For one, “Netflix's recent missteps … have widened the playing field,” writes CNNMoney.com. “Unhappy Netflix customers are hunting for alternatives, and Hulu is among the rivals competing to scoop them up.”

Meanwhile, Reuters reported last month that the auction was in danger of getting derailed by conflicts over convoluted digital rights, a wide bid-ask gap, and a lack of commitment to sell by Hulu's owners, among other issues.

This week, Reuters reported: “Sources with knowledge of the talks said last month a rift had developed between the price bidders offered and the amount that Hulu's owners were willing to accept.”
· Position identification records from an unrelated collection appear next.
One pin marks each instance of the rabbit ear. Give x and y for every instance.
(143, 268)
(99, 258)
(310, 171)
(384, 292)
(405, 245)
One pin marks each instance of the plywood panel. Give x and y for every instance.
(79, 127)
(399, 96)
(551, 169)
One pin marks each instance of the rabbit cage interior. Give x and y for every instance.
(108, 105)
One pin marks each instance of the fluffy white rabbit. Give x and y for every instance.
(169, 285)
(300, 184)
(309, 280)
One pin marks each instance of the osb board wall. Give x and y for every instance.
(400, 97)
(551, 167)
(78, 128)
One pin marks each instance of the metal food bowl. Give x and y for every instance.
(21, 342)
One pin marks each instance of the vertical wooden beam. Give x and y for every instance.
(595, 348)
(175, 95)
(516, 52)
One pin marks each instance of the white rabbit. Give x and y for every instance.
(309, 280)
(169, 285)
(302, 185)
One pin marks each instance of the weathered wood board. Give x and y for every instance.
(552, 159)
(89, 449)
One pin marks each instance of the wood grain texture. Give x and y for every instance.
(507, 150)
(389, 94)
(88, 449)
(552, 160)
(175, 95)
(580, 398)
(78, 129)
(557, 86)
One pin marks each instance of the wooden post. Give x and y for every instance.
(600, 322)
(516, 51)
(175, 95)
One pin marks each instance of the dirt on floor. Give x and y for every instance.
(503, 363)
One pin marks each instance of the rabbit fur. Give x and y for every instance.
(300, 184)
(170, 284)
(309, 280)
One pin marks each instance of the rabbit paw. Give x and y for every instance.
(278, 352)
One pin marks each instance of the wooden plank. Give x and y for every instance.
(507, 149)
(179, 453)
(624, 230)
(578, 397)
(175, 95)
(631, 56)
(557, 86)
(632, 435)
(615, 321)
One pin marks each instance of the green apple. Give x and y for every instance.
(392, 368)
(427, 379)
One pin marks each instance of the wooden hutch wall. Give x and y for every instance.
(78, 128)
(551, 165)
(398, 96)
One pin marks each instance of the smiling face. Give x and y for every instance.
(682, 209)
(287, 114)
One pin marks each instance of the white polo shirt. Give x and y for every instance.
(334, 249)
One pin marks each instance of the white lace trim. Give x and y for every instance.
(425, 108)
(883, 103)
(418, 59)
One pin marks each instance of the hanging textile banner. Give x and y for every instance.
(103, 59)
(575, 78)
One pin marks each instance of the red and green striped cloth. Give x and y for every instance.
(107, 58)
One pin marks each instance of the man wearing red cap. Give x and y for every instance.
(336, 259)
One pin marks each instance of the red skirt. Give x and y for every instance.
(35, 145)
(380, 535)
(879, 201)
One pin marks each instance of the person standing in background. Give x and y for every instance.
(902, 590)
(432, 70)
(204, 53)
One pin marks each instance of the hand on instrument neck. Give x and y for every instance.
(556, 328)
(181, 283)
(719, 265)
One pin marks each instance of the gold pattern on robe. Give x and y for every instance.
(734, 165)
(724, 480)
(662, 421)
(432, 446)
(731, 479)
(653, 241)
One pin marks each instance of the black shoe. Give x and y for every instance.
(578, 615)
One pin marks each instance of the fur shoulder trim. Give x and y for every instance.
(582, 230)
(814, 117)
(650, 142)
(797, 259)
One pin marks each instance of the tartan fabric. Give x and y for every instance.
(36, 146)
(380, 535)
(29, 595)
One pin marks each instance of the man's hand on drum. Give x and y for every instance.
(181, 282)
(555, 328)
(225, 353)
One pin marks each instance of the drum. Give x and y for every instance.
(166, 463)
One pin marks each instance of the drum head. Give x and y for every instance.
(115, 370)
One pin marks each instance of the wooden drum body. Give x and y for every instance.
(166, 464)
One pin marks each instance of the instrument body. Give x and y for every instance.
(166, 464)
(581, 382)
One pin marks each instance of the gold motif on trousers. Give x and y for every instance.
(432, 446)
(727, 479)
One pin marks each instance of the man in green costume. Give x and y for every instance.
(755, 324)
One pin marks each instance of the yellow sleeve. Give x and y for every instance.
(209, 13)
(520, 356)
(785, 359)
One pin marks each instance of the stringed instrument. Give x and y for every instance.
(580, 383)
“The initial set of bids by companies like Google and Dish Network fell short of the Hulu owners’ expectations, which reportedly ranged from about $2 billion to $4 billion,” writes VentureBeat

Indeed, “Hulu’s owners wanted above $2 billion, but only guaranteed streaming rights for a couple of years,” TechCrunch writes. “The value of Hulu is in the content deals it has with its owners to stream NBC, Fox, and ABC television series over the Internet. If those rights were to disappear in two years, Hulu’s value would drop significantly. Hence, the lowball offers.”

“So that ends one chapter of the odd Hulu story,” AllThingsD writes. “Not a shocking end, because it has never been clear that Hulu’s owners … actually did want to hand it off to someone else.”